Political Manoeuvre Seen in Newspaper's Closure, Arrest of Editor and Cartoonist
Reporters Without Borders:
Reporters Without Borders today condemned the closure of the governmental daily Iran yesterday for “inciting ethnic divisions” and called for the release of Mehrdad Qassemfar, the editor of its Friday supplement, and Mana Neyestani, one of his cartoonists, who are being held in Evin prison on the orders of Tehran prosecutor Said Mortazavi. READ MORE
The moves against the newspaper follow a series of angry demonstrations by members of Iran’s ethnic Azeri minority in Tabriz and other towns in the northwestern province of East Azerbaijan, which were set off by a cartoon in the newspaper’s supplement on 12 May.

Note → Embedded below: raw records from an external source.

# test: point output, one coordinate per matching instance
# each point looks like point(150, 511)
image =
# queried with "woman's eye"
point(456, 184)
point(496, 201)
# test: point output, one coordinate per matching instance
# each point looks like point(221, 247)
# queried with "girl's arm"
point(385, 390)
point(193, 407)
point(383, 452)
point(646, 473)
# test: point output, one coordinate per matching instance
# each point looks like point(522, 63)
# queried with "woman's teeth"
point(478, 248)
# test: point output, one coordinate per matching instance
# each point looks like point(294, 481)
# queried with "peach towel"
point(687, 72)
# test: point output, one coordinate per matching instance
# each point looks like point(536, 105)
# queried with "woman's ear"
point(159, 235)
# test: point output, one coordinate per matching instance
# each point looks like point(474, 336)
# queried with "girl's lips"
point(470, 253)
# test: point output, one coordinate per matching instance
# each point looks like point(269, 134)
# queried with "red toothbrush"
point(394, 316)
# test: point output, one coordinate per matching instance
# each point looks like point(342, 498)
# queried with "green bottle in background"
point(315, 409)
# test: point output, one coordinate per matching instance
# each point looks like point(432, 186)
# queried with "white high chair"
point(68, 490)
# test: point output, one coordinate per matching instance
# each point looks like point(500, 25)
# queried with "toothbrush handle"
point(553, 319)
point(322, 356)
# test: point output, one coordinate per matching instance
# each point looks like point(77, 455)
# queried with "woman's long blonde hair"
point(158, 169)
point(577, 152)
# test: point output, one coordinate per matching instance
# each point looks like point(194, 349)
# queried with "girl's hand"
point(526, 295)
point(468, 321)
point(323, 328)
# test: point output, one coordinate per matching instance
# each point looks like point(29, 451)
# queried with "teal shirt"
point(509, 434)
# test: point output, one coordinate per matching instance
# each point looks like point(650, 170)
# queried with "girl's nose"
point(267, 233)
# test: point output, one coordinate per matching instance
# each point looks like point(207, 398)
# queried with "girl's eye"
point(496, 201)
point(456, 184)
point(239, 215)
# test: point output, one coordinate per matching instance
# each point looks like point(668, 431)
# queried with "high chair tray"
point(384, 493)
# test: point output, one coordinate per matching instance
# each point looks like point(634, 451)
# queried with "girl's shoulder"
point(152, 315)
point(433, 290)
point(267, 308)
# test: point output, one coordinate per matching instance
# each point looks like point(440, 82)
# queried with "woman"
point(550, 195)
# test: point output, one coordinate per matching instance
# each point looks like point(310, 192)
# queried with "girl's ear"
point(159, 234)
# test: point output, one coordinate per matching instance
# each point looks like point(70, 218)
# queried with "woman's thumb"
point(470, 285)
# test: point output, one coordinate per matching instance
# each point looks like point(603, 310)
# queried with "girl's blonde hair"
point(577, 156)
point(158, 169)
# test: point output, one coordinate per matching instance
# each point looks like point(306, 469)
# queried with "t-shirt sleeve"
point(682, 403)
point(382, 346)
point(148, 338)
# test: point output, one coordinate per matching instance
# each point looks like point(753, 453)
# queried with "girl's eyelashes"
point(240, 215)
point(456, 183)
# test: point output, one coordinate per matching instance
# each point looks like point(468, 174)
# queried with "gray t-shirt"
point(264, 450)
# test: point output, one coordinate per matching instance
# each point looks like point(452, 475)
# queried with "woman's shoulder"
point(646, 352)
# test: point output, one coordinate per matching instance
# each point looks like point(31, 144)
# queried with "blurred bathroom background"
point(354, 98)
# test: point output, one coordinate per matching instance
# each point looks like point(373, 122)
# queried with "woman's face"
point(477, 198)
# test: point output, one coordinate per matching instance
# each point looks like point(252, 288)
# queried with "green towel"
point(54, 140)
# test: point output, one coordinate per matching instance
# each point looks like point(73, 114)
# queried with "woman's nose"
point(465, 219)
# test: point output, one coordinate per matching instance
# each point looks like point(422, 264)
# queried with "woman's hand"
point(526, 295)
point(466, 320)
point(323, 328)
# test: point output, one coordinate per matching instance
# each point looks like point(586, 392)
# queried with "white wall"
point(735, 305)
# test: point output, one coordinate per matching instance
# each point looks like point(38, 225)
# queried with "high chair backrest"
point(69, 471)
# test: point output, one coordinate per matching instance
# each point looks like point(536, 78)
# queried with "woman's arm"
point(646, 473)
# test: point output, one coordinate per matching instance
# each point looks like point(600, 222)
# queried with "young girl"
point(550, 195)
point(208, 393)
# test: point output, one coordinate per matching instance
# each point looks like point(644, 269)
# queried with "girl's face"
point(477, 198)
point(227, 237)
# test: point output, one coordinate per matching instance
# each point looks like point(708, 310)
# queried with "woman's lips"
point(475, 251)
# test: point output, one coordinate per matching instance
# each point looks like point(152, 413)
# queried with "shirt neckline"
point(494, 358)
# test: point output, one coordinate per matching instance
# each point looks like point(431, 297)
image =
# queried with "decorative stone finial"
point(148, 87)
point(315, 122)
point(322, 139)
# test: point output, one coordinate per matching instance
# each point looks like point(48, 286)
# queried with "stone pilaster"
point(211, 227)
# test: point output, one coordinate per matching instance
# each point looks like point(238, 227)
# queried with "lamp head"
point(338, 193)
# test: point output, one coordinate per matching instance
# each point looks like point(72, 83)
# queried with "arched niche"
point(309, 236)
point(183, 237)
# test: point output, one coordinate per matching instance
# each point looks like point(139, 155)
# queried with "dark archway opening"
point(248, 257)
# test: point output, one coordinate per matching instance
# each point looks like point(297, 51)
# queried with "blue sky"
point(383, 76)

“These two journalists are convenient scapegoats for a government that has been scared by large-scale protests,” Reporters Without Borders said. “The cartoons published by the newspaper Iran may have lit the initial fuse, but the protests of the past few days in Tabriz were directed at the government’s policies towards the population of this multi-ethnic province. Qassemfar and Neyestani have been thrown in prison simply because it suits the authorities.”
The children’s section of the 12 May supplement included a cartoon of a cockroach asking “What?” in the Azeri language. After several street protests, the newspaper (which is owned by the official news agency Irna) said it apologised to all those who took offence and announced that Neyestani had been fired.
More than 50 people were arrested during an anti-government demonstration by thousands of Azeris on 22 May in Tabriz outside the headquarters of the governor of East Azerbaijan province.
Iran is the Middle East’s biggest prison for the press, with a total of eight journalists and webloggers currently detained. President Mahmoud Ahmadinejad and Ayatollah Ali Khamenei are on a list of 38 leading predators of press freedom worldwide which Reporters Without Borders compiles each year.